James Tully, FRSC, is an Emeritus Distinguished Professor of Political Science & Law at the University of Victoria. After a BA at the University of British Columbia and a PhD at Cambridge University, he taught in the Departments of Political Science & Philosophy at McGill University 1977-1996. From 1996-2014 he was Distinguished Professor of Political Science, Law, Indigenous Governance, & Philosophy at the University of Victoria, and Distinguished Emeritus & Adjunct Professor of Political Science and Law from 2014 to the present. Also, from 2001 to 2003 he was the inaugural Henry N.R. Jackman Distinguished Professor in Philosophical Studies in the Departments of Political Science, Philosophy, and Law at the University of Toronto. He was awarded the Killam Prize in the Humanities (2010) and the APSA Benjamin Lippincott Award (2024).

My teaching and research are in the area of legal and political theory & practice; constitutionalism, legal pluralism, Common & Indigenous law & Governance, forms of democracy, federalism, globalization, imperialism, ecosocial or ‘Gaia democracy’, and especially individual and free, cooperative and peacemaking agency within these systems (what I call ‘civic’ & ‘civil’ citizenship & ‘integral nonviolence’). It is a public philosophy oriented to dialogues of reciprocal elucidation among academics and citizens (the TullyWheel). See Livingston, ed., James Tully To Think and Act Differently (2022).

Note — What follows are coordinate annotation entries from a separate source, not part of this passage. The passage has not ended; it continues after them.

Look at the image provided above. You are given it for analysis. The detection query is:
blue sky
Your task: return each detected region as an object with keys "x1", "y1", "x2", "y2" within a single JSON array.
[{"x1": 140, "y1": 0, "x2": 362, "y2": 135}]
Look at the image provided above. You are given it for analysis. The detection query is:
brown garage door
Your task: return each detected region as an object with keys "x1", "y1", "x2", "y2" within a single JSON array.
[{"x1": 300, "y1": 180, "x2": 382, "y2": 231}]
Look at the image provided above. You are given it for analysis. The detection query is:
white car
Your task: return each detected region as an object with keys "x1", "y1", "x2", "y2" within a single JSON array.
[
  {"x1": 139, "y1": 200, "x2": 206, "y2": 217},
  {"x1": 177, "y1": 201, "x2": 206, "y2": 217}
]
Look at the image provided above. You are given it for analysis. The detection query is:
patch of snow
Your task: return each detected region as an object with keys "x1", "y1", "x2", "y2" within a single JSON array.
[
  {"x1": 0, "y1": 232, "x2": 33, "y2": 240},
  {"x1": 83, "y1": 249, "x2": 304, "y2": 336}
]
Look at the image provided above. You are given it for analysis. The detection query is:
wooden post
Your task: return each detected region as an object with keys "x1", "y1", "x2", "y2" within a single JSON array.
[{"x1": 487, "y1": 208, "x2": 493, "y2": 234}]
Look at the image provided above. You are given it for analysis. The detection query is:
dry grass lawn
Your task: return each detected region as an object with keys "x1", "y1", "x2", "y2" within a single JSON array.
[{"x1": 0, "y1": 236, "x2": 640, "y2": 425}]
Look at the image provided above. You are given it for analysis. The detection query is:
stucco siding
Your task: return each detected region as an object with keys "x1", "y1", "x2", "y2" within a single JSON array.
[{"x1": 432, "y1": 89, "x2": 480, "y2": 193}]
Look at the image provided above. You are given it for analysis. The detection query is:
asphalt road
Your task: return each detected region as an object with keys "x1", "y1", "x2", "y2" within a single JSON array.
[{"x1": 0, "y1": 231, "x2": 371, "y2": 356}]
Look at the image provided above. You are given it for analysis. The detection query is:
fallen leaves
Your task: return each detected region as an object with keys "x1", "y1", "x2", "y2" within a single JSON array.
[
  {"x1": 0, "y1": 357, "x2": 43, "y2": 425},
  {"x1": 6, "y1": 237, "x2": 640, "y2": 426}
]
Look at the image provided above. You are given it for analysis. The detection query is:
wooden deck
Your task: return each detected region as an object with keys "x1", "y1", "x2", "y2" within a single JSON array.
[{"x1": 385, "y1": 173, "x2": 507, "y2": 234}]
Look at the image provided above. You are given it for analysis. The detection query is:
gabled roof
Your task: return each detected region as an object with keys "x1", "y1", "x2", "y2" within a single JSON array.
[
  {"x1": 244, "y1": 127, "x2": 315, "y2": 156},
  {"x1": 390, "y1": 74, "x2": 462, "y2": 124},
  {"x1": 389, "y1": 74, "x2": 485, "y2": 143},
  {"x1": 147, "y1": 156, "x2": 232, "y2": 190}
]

As we discussed in 2005, this dialogical approach is akin to the founding spirit of the Trudeau Foundation. “The Trudeau Foundation is unique. At its heart is a critical dialogue among scholars, mentors, fellows, and guests that – to paraphrase Pierre Trudeau – pushes each participant to their limit and beyond. Each brings their academic research and practical experience to bear on the great problems of inequality and oppression, war and peace, environmental destruction, and civic responsibility facing Canada and the world in the 21st century. These ongoing dialogues are linked to larger public discussions of these issues through the Foundation’s various public events. In turn, the energy, insights, and advances of these communities-in-dialogue reverberate throughout the work of mentors, learning of scholars, teaching and research of fellows, and the broader networks of all who participate in this unique, pedagogical experience, thereby creating an uniquely Canadian ethos of democratic responsibility as it progresses.”